Governance toolbox: April 2016 potpourri

While "potpourri" has been the informal theme of the weekly toolbox posts for awhile now, by tradition, the last Friday of the month marks the official call for a healthy mix of Internet goodness carrying the promise of enhancing your nonprofit board's effectiveness.

Do you have a contrarian on your team? -- Even if the answer to the headline for your current board is no, chances are good that you have had the pleasure of having someone who functioned as a devil's advocate in another governance setting. "Pleasure" may not have been the descriptor you had in mind at the time. I've certainly had other phrases bouncing in my head while interacting with individuals who poked and prodded us in sometime uncomfortable directions. But the team research described in this Stanford Business School post offers evidence for not only tolerating the counterpoint that these individuals bring to the table but welcoming and maybe even seeking it out. The critical qualifier here is "constructive." The dynamic introduced in presenting divergent opinions should be a constructive push to consider alternatives and seek out information about weaknesses in dominant positions and arguments made.

The five biggest mistakes new leaders make -- As usual, I'm sure Dan Rockwell didn't have nonprofit board leaders in mind when he wrote this recent post. But I see application to that group, some crystal clear and some a slightly bigger stretch. While any of the five mistakes can challenge a board chair's term of service, and the "bonus mistakes" also can be problematic, I'm most drawn to numbers one and three on his list. Boards have a broad range of responsibilities to which they must tend during the year. But they also are volunteers with limits on time and energy for the job. Their organizational missions are (we hope) as broad as they are inspiring. The risk of boards spreading themselves too thin and losing focus for what matters most, right now, is high. That's true of the board chair as well. It also is a significant responsibility that that leader assumes in the position: to challenge the board to identify priority areas where their impact potential is highest and to help that body maintain focus and motivation for succeeding.
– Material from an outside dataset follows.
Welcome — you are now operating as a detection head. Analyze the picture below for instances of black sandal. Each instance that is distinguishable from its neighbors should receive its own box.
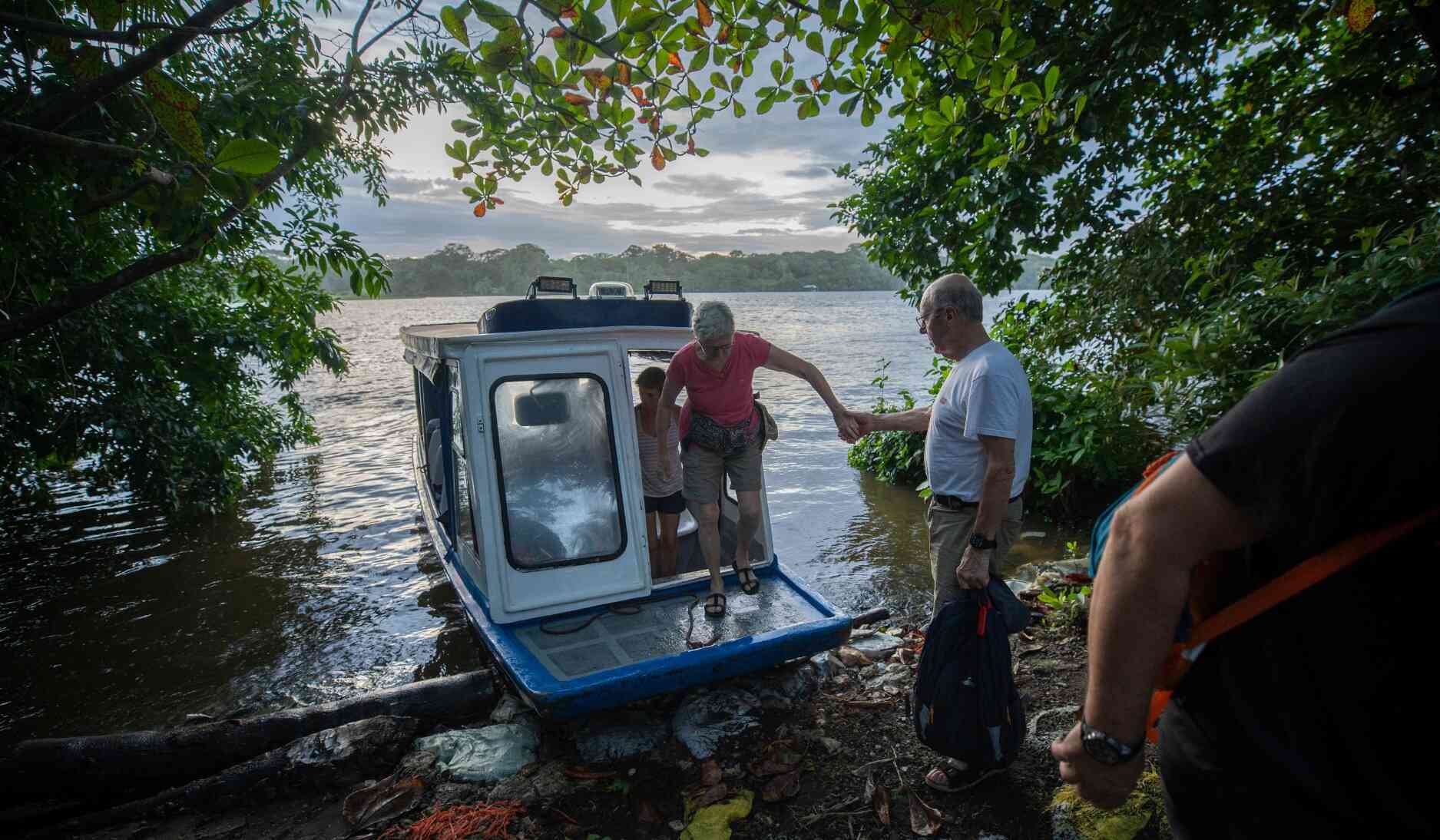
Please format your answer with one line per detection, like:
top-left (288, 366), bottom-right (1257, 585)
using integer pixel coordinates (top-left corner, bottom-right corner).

Board culture determines governance outcomes -- On first glance, the topic of Cathy Trower's latest LinkedIn post may seem too fuzzy to qualify as a "tool." But I see potential here as a resource for two things: one, individual and collective reflection on how we really function as a board; and two, as the source of potential questions for our next board self-assessment process. In fact, I may just put some energy into doing just that for a self-assessment project I'm developing. What potential "culture" questions does this post spark for you?